Mobile advertising and the cross media measurement to location will be game changing. After all, our mobile devices are ubiquitous. They’re always on, always connected, always accessible and always with us. Mobile is not just the first screen; it’s the screen that can measure our real-world footprints.

A new virtual reality is reshaping our ability to connect directly with consumers, as they literally set foot in the store. Marketers who are able to track, measure and optimize their media mix to location visit and establish the sources of incremental foot traffic will have a powerful strategic weapon in their arsenal.

And all’s fair in love, war, and moving merchandise.
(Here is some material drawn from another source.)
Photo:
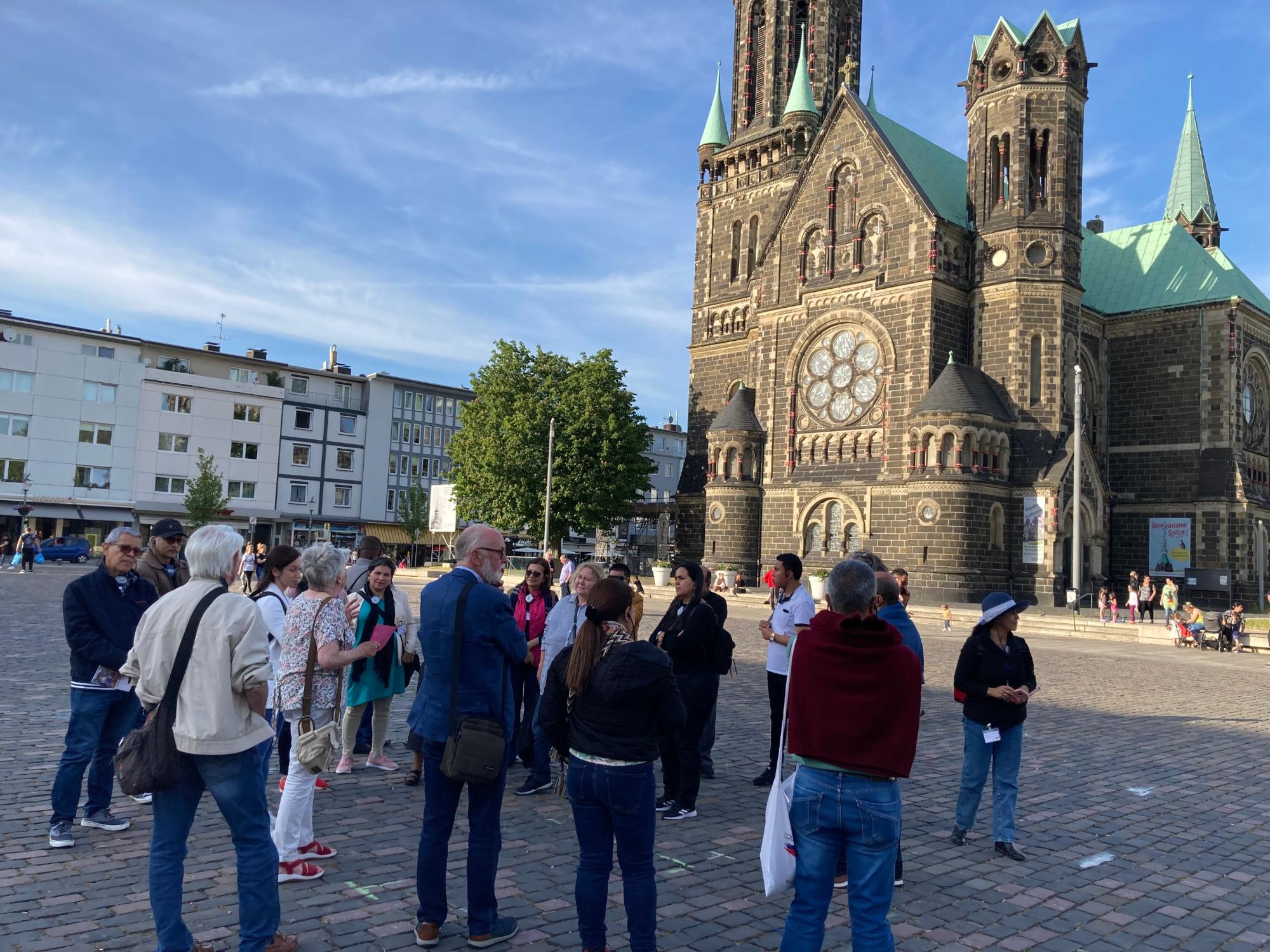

*Michael Hayes is Chief Revenue and Marketing Officer of Pasadena’s UberMediaa cross-screen mobile advertising platform that leverages social data, location history, and intent cues to identify the heart of consumer decision-making. Hayes oversees marketing, business and brand development. Since Hayes joined UberMedia in 2013, the company has secured advertising partnerships with some of the most recognizable brands including Lexus, BMW, Chrysler-Jeep, AT&T, Nike, Adidas, Levis, Unilever, Disney, Sony, Paramount, Coca Cola, Red Bull and many more. Hayes is a pioneer in interactive marketing and advertising with more than 25 years of experience in the industry. Prior to UberMedia, Hayes was president at Initiative, one of Interpublic’s two worldwide media agencies, where he was responsible for worldwide strategy and operational oversight of the agency’s digital practice. This included overall digital strategy and activation on behalf the agency’s flagship clients including Hyundai-Kia, MillerCoors, Lionsgate, MillerCoors, and Dr. Pepper Snapple Group.